Why would we want to do this?  Spiritual power is a force that pervades all of our spiritual practices.  If our body is strong and powerful, we can harness that power for any physical activity.  In the same way, if our mind is spiritually strong and powerful, we can harness that power for any mental activity.  In many ways, Dharma knowledge without spiritual power is essentially useless.  Mere knowledge will not be sufficient to change our mental habits.  We need to give that knowledge force by infusing it with spiritual power.  In this light, there are few qualities we need to develop more than spiritual power.  We live in degenerate times.  If the rate of degeneration is greater than the rate at which our spiritual power increases, we will never attain escape velocity from samsara.  When our practice is infused with power, we become the Barry Bonds of Kadampa practitioners that can hit out of the park every delusion that comes our way (sorry to the non-American readers for the baseball analogy).  When we have spiritual power, we have great confidence that attaining enlightenment is something entirely doable.  Venerable Tharchin explains that the key to effort lies not in hard work but in realizing that the goals of the path are entirely doable.  When we see it is doable, effort comes naturally – and indeed it comes effortlessly.

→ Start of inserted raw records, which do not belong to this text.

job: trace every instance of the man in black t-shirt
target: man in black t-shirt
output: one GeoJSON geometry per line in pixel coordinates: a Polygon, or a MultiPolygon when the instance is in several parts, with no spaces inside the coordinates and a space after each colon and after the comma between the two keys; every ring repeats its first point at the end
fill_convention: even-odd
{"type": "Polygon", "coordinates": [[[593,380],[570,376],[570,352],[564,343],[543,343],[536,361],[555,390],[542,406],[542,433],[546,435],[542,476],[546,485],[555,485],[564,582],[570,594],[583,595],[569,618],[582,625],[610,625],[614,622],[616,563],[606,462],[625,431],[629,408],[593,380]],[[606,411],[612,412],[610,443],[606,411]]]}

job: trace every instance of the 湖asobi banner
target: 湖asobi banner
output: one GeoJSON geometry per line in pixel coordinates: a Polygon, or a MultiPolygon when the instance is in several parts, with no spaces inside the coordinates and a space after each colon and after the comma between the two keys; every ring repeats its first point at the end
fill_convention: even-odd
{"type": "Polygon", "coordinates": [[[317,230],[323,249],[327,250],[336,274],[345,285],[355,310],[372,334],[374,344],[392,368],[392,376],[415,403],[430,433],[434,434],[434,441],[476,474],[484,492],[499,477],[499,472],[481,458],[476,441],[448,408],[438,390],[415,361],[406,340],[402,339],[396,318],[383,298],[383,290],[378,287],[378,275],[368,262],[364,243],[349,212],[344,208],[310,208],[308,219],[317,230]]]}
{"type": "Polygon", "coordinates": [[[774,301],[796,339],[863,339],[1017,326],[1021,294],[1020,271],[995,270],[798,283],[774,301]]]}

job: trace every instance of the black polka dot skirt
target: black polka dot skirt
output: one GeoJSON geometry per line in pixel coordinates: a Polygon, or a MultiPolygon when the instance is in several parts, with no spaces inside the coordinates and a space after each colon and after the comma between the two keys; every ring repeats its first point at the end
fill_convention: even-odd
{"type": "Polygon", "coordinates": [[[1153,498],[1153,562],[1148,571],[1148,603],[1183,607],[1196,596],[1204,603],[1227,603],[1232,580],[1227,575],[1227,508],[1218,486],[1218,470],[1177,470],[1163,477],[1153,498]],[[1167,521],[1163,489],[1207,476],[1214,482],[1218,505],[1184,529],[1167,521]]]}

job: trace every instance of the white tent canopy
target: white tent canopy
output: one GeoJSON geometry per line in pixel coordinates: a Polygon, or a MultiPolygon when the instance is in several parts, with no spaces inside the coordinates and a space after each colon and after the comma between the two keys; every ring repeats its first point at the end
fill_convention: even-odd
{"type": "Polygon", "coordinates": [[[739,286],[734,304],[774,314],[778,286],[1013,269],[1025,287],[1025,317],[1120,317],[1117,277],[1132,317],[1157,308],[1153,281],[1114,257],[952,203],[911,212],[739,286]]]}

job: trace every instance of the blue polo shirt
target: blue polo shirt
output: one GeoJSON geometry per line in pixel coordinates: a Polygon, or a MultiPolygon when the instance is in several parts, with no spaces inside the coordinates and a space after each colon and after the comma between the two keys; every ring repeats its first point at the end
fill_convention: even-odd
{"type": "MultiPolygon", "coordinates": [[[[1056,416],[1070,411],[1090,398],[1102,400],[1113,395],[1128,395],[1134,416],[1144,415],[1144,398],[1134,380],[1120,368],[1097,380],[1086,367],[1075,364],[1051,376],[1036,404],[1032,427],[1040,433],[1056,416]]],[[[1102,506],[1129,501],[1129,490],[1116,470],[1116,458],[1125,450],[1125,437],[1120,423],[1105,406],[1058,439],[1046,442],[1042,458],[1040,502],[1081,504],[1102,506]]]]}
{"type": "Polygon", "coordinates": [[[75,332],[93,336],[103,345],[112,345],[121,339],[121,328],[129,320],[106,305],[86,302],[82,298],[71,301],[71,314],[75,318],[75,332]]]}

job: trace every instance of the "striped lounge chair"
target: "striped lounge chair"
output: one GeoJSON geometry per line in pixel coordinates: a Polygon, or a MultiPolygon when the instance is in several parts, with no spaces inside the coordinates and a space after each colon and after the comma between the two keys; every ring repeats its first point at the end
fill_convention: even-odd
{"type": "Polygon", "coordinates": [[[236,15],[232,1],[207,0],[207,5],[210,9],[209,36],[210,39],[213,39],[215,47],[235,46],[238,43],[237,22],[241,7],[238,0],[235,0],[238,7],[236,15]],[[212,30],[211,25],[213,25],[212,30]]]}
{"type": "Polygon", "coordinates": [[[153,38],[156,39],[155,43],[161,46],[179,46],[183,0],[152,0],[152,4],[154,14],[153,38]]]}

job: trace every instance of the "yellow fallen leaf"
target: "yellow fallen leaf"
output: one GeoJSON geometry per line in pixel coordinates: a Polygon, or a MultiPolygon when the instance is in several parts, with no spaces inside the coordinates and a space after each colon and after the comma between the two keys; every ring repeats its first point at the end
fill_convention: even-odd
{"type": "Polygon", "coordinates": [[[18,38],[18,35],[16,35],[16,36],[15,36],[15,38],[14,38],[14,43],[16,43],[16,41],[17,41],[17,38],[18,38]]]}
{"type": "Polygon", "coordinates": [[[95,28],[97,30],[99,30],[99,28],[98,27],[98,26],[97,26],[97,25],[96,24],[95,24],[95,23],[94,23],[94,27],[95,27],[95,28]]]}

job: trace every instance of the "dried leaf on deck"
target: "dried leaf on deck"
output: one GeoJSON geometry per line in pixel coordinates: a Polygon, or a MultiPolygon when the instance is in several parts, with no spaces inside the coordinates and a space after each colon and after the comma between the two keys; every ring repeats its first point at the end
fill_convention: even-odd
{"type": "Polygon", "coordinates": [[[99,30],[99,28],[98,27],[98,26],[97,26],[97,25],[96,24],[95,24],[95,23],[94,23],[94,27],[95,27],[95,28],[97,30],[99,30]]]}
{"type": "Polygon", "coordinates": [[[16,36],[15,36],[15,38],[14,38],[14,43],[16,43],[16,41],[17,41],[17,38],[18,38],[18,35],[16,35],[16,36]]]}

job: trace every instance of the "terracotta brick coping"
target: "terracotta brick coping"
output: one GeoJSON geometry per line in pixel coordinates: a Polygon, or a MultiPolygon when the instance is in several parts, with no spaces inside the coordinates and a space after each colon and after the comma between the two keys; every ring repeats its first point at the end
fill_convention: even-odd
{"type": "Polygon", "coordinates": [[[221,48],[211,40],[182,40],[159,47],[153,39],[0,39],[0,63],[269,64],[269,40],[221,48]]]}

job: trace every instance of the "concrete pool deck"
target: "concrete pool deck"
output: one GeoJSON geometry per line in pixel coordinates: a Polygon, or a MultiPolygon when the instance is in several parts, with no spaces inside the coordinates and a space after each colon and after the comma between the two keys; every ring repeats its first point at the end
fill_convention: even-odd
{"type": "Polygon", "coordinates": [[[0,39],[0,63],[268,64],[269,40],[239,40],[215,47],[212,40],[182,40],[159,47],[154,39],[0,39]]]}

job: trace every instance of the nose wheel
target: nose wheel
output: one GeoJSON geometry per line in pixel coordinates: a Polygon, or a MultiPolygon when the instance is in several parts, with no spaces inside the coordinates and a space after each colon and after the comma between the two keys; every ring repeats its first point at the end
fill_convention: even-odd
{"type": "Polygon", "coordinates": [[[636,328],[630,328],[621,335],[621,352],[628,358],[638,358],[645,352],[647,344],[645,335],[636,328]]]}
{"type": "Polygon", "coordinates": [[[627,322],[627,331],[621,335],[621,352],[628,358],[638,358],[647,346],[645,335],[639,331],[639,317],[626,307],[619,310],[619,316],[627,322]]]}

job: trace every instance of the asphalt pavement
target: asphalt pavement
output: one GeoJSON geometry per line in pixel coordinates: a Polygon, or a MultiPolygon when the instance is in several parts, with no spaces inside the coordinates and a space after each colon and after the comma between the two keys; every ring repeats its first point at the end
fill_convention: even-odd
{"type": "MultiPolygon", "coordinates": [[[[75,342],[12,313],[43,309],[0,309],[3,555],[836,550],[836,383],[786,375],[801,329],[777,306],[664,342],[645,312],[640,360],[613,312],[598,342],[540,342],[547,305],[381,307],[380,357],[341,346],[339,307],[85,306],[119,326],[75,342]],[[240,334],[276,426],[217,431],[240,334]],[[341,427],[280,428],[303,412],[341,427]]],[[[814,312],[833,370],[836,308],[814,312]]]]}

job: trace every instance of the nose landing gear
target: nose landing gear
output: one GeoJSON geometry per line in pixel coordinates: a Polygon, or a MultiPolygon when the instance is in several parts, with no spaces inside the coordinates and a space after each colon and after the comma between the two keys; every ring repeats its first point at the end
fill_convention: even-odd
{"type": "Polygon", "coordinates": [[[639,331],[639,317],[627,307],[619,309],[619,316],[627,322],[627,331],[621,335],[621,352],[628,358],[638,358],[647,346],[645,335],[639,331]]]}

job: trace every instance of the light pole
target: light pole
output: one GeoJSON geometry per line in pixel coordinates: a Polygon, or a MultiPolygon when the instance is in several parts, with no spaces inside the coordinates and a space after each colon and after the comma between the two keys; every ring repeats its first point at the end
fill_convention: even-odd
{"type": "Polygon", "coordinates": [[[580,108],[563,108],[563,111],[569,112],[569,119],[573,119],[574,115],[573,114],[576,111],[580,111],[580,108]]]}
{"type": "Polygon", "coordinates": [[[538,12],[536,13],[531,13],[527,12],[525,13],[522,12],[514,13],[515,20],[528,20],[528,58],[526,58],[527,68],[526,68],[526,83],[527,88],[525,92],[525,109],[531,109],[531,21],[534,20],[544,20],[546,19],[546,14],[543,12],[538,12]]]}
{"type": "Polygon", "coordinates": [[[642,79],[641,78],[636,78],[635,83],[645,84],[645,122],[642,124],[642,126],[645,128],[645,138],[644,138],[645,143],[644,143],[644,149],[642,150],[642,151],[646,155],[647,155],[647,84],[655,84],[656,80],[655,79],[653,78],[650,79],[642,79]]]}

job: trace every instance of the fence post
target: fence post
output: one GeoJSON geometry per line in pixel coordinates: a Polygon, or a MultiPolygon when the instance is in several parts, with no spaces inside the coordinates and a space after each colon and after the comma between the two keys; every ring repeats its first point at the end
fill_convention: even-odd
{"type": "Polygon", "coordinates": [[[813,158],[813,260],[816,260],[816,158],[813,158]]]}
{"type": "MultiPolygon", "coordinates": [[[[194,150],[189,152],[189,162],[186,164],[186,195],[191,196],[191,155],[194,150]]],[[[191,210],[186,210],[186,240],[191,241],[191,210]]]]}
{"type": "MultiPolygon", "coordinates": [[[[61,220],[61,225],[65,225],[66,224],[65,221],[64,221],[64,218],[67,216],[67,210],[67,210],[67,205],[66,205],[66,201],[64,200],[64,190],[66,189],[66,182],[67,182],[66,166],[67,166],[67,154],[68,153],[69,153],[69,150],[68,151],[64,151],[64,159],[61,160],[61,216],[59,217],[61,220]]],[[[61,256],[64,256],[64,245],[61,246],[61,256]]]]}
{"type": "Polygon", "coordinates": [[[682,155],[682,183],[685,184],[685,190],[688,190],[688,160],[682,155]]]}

So how can we understand all of Geshe-la’s teachings as methods for increasing our spiritual power?  In general, we can say divide all of Geshe-la’s teachings into two categories:  those which are primarily focused on developing the subject mind and those which are primarily focused on realizing certain objects.  Ultimately, of course, mind and its object arise in mutual dependence upon one another.  A pure mind will perceive all objects purely through the power of the pure mind.  Focusing on a pure object will render the mind pure through the power of the pure object.  According to Sutra, the most powerful subject mind is bodhichitta realized with a mind of tranquil abiding (technically, the bodhisattva grounds and paths explain more powerful minds, but I set that aside for now for the sake of simplicity).  Likewise, according to Sutra, the most powerful object one can realize is the wisdom realizing emptiness according to the Madhyamika-Prasangika school.  According to Tantra, the most powerful subject mind is the very subtle mind of great bliss.  Likewise according to Tantra, the most powerful object one can realize is the wisdom realizing emptiness according to the Tantra-Prasangika school (don’t worry, all of this will be explained in the course of this series).  To increase our spiritual power, therefore, we need to cultivate both powerful minds and realize powerful objects.  The extent to which we can do so is the extent to which our practice will have power.

Breaking this down a bit, the main contributors to a powerful subject mind are faith, renunciation, cherishing others, concentration and the extent to which we can cause our winds to enter, dissolve into and abide inside the indestructible drop at our heart.  Of these, faith is actually the most important, in particular the faith of guru yoga.  A very good friend of mine once told me the greatest line of Dharma I have ever heard.  He said, “stop telling your spiritual guide how big your problems are and start telling your problems how big your spiritual guide is!”

The main ingredients of a powerful object, emptiness, are realizing correctly the object of negation, understanding things are mere projections of mind and understanding that these projections themselves are the nature of our mind of great bliss (waves on the ocean of the emptiness of our mind of great bliss).  Of these, realizing correctly the object of negation is actually the most important.  If we can do that, everything else comes naturally.